Nebraska Cooperative Fish & Wildlife Research Unit
Trout Responses to Stocking Rates and River Discharge within a Southeastern U.S. Hydropeaking Tailwater
Date of this Version
North American Journal of Fisheries Management 42:926–938, 2022. DOI: 10.1002/nafm.10779
Freshwater fish populations often exist in systems characterized by novel ecological processes resulting from human alteration. Salmonid populations embedded within coldwater sections of warmwater rivers are spatially constrained by habitat availability. Tailwater fish contend with fluctuating river discharges and density-dependent processes associated with fish stocking and exploitation. Salmonid populations sustained through stocking versus natural reproduction may respond differently to changes in hydrologic patterns (e.g., hydropeaking) as well as declines in fish abundance.
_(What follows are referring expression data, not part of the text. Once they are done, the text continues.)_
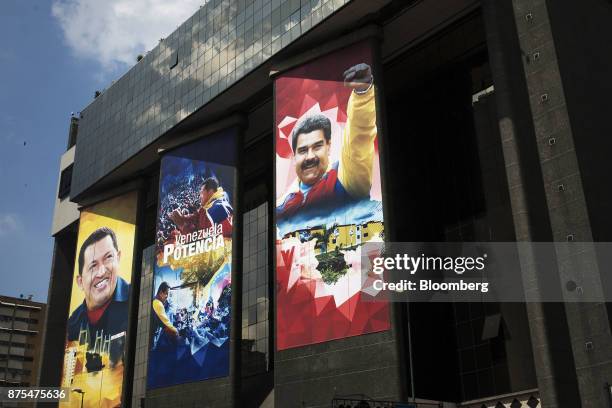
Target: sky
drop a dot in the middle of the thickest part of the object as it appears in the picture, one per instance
(54, 55)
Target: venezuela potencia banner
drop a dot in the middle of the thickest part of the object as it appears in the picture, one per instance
(96, 342)
(191, 299)
(328, 198)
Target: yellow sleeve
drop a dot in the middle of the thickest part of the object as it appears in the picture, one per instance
(158, 306)
(357, 154)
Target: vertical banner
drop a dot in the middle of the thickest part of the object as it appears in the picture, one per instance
(191, 299)
(329, 200)
(96, 340)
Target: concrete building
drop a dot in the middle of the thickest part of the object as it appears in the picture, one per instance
(21, 332)
(495, 128)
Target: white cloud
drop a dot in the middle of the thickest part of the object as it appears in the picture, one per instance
(8, 224)
(114, 32)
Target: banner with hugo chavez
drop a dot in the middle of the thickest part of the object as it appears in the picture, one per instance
(191, 299)
(328, 198)
(96, 340)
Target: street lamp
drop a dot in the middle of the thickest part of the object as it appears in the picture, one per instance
(80, 391)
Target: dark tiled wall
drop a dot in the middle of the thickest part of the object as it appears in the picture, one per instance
(218, 45)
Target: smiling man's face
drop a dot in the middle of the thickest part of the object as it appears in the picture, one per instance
(98, 278)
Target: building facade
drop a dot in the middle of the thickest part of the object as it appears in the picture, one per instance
(492, 127)
(21, 332)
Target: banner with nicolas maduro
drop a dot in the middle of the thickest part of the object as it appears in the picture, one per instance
(191, 299)
(329, 199)
(96, 341)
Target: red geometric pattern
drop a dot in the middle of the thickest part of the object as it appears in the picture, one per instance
(306, 314)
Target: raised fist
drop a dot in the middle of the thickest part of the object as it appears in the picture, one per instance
(358, 77)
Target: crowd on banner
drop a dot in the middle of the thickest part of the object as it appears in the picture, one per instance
(181, 195)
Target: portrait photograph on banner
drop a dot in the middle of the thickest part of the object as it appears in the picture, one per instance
(329, 199)
(191, 299)
(96, 335)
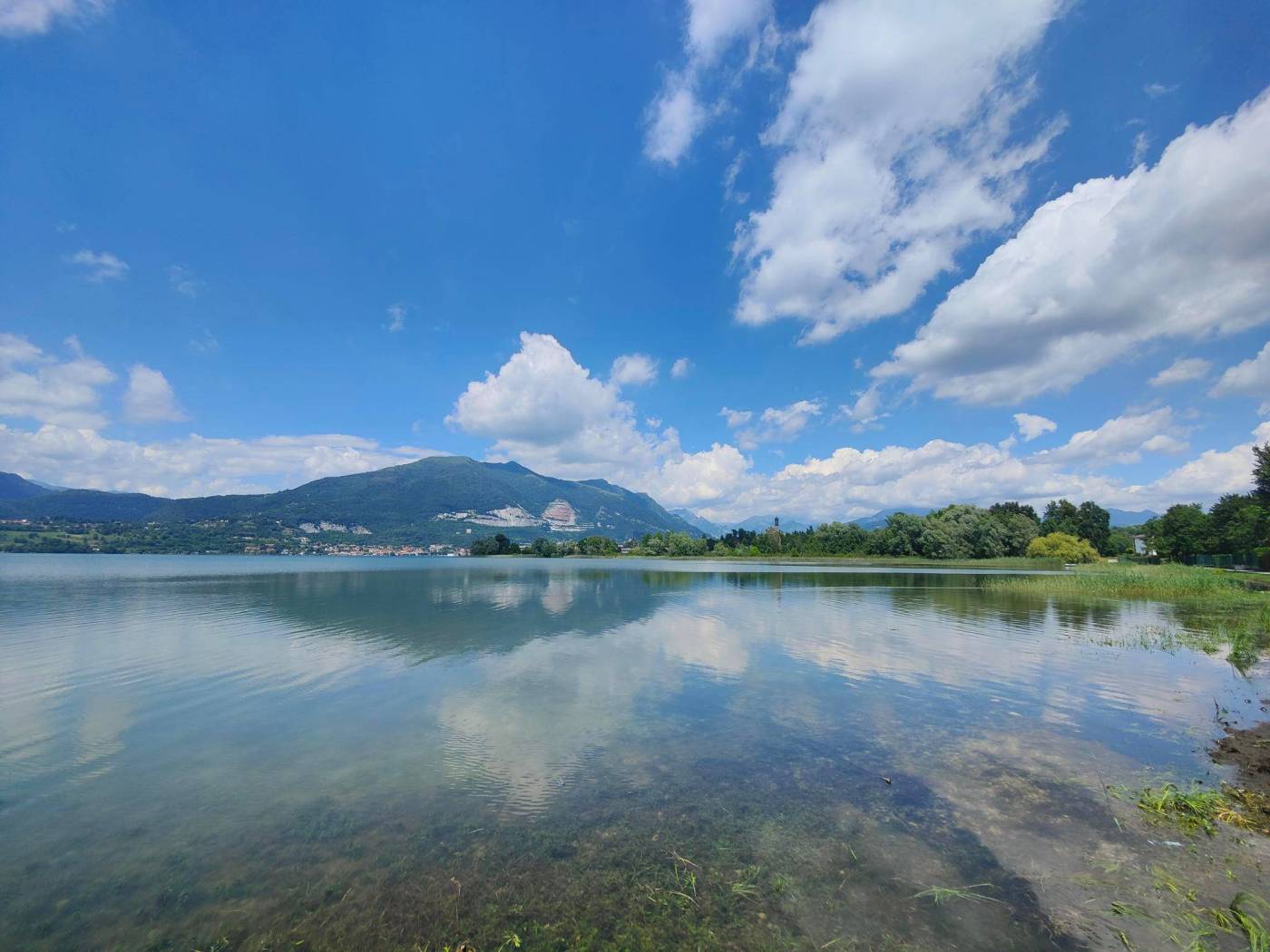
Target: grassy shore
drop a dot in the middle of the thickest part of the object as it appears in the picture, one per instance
(1216, 609)
(869, 561)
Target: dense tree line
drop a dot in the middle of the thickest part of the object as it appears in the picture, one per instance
(1236, 524)
(546, 548)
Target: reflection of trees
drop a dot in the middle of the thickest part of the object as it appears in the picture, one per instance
(438, 611)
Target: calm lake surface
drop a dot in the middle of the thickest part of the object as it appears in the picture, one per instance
(327, 753)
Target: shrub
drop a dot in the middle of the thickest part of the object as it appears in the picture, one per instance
(1060, 545)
We assessed differences between stocked (Rainbow Trout Oncorhynchus mykiss) and naturalized (Brown Trout Salmo trutta) trout populations in Greers Ferry tailwater, Arkansas, regarding (1) spatial and temporal patterns of mean length, electrofishing catch rates, and relative condition following reduced number of stocked Rainbow Trout and (2) evidence that hydrologic characteristics and fish stocking intensity influenced relative condition. A 56% reduction in Rainbow Trout stocking did not result in systemwide change in mean length or relative abundance for Rainbow Trout or Brown Trout over the 16-year study period. Hydrologic variability, where river discharge spanned both reduced and elevated levels, positively influenced condition of both Rainbow Trout and Brown Trout. Assessment of survival of stocked Rainbow Trout may aid in further refining the timing and amount of stocking needed to sustain the population at a desired abundance. Further, assessing the influence of stocking fewer but perhaps larger (in terms of mean length) fish to meet management goals may be warranted. The persistent differences in relative abundance among river sections can inform management actions directed at Brown Trout, including harvest regulations. Such regulations may aid in reaching desired management goals, including abundance and mean length targets not observed after reduced stocking.